Aber zunächst einmal verneigte sich Badawi tief vor dem Häuptling und sagte zum ihm: "Seid gegrüßt, Häuptling Jamal!" Nach einiger Zeit schaute dann Badawi auf und sprach wie folgt weiter: "Ich bin sogar bereit mein Leben für diese Mission zu opfern, wenn es sein müsste und diese Mission wichtig für Hrâun und die Zeltstadt ist. Nichts ist glorreicher als sich für seine Gottheit und seinen Glauben zu opfern, wenn es denn sein muss. Es geht ja um einen geheimen Auftrag wie Ihr sagtet und ich glaube zwar nicht, dass ich mein Leben unbedingt opfern muss, weil mir mein Gefühl sagt, dass wir nicht unbedingt einen blutigen Kampf ausführen müssen bei dieser Mission. Es könnte ja sein, dass wir bloß etwas Wichtiges ausspionieren müssen. Aber ich wollte nur zum Ausdruck bringen, dass ich bereit bin viel für den Erfolg der gemeinsamen Mission zu tun, wenn es denn erforderlich ist.

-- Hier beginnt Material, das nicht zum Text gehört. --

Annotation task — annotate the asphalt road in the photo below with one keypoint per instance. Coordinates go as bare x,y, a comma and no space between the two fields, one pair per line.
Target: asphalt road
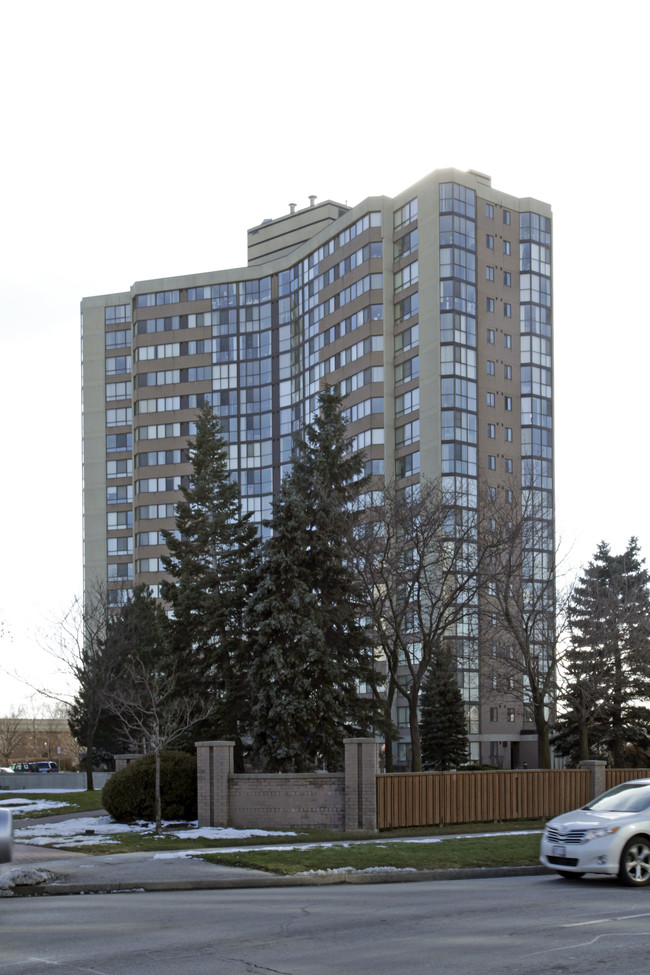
509,926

Ob Mustafa mit uns gehen soll, solltet am besten Ihr entscheiden, werter Häuptling Jamal. Ihr könnt ihn wohl besser einschätzen als wir alle zusammen. Selbst wenn jeder außer Inquisitor Kaveh dagegen wäre Mustafa mitzunehmen- was ich nicht glaube- dann könnt Ihr trotzdem noch entscheiden, dass er mit auf unsere Mission kommt. Inquisitor Kaveh hat mich überzeugt Mustafa mitzunehmen und ich würde mich ganz klar dafür aussprechen. Aber ich bin nur eine einzige weitere Stimme innerhalb der Gemeinschaft.

Doch etwas interessiert mich noch, Häuptling Jamal: Welches Ritual habt Ihr hier vollführt? Ich hoffe, dass das Opfer nicht allzu sehr leiden musste, bevor es starb."


Es sprach viel dafür, dass das Opfer ein Vecorianer war. Trotzdem meinte Badawi seine Worte aufrichtig. Selbst einen Feind sollte man nicht lange foltern oder eben leiden lassen. Man musste aufpassen nicht Mittel anzuwenden, die auch die Vecorianer anwenden würden.